Breuning was part of an elite group of supercentenarians, men and women who live past 110 years old. He lived in three centuries, heard Civil War stories first-hand from a grandfather who served, and wholeheartedly embraced the rise of computers and other new technologies. And he offered some words to live by in an interview a few months before his death, including such wise nuggets as “Work as long as you can; that money’s going to come in handy” and “Eat two meals a day: that’s all you need.”
Breuning’s obituary highlights his long memory and folksy bits of wisdom. Reading it prompted us to look at a few other obituaries for people like him who have held an “oldest living” honor.
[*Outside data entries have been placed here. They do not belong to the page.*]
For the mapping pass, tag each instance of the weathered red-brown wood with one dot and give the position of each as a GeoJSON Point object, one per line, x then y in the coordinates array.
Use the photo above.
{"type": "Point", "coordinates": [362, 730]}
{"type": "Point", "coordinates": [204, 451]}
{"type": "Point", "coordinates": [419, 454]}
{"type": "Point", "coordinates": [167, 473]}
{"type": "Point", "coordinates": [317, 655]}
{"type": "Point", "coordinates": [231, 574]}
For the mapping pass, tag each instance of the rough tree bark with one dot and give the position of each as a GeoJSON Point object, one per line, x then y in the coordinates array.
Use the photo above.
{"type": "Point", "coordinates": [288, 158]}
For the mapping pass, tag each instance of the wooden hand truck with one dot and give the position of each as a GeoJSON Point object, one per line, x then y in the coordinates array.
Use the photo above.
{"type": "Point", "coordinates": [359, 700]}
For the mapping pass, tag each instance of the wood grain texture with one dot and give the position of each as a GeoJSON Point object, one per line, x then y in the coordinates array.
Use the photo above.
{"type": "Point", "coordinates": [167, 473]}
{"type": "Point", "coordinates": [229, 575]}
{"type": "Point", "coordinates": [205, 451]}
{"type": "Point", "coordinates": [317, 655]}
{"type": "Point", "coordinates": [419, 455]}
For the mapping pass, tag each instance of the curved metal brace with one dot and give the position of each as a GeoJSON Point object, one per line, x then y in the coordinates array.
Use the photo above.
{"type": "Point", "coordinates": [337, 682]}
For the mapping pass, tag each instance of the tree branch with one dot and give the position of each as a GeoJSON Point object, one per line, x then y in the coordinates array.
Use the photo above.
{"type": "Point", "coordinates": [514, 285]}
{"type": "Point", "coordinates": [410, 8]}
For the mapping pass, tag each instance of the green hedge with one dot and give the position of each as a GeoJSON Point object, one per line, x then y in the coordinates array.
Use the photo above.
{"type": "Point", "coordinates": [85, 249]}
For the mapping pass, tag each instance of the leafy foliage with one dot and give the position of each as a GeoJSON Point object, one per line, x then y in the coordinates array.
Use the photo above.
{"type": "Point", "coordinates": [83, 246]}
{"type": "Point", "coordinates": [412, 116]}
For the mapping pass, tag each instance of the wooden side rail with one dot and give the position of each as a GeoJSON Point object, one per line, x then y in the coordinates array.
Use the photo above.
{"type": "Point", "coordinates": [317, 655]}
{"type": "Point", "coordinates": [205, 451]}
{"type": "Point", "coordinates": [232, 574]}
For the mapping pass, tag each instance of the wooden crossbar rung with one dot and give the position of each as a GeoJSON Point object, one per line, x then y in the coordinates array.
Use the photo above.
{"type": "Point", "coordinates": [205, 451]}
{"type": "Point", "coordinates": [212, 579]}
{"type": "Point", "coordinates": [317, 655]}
Mississippi Winn (1897 – 2011) was the oldest living African-American at the time of her death. Her parents were born before the Civil War and may have been born into slavery, though Winn preferred not to discuss the topic. Even at 113, Winn was mentally sharp and felt young. She lived on her own until she was 103, and she always felt ready to live another year. A member of the Baptist Church, her favorite Bible quote was “Be ye kind to one another.”
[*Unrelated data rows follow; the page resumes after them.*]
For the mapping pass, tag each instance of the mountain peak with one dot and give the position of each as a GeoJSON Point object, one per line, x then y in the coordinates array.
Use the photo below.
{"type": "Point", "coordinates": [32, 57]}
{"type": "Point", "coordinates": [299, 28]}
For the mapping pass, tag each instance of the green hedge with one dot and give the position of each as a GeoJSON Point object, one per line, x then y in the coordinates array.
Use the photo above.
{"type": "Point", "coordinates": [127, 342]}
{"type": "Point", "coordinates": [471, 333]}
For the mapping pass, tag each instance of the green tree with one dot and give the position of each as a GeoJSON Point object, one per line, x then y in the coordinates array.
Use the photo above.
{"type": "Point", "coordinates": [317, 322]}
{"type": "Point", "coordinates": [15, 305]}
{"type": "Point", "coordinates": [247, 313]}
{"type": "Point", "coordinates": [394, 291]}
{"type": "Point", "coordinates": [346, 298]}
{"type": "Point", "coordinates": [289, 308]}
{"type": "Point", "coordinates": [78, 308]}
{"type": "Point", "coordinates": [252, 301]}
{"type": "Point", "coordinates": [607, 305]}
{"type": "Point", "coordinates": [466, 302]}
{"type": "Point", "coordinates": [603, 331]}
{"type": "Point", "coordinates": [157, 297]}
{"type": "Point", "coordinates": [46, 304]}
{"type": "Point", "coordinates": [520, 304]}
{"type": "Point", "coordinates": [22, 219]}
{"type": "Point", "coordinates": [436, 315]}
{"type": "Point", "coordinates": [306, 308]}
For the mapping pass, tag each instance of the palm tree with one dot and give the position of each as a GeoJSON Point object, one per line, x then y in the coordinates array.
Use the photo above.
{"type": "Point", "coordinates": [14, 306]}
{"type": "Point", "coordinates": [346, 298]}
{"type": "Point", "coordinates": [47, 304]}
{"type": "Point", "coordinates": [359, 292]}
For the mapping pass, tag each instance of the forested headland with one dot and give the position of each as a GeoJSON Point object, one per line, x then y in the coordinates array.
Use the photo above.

Mary Ray (1895 – 2010) lived to be the oldest person in the United States, the second-oldest in the world, and the oldest person ever in the history of New Hampshire. In what seems like a common theme for supercentenarians, she was still spry and happy just weeks before her death… and she was planning her 115th birthday party.
Tomoji Tanabe (1895 – 2009) held the title of world’s oldest man before Walter Breuning. A Japanese citizen, he avoided alcohol and cigarettes, and he drank milk daily. His obituary notes that his favorite foods – fried shrimp and miso soup with clams – were in keeping with the traditional seafood-rich Japanese diet, which leads to notable longevity in the country’s population.
Edna Parker (1893 – 2008) lived to claim the title of world’s oldest person before her death at age 115. She graduated from college in 1913, and she and her husband were the first people in their area to own a car. She too never drank nor smoked, and she lived alone until age 100. Parker’s grandson thought her slim build and happy-go-lucky character – “She’s never been a worrier” – were the keys to her longevity. Her best advice for a good life was “more education.”
Emma Tillman (1892 – 2007) held the honor of world’s oldest person for just four days, the shortest “oldest reign” on record. Born to former slaves, she had four siblings who lived past 100. Another teetotaler and a deeply religious woman, she attributed her long life to God’s will: “Whatever the good Lord wants is what will happen.”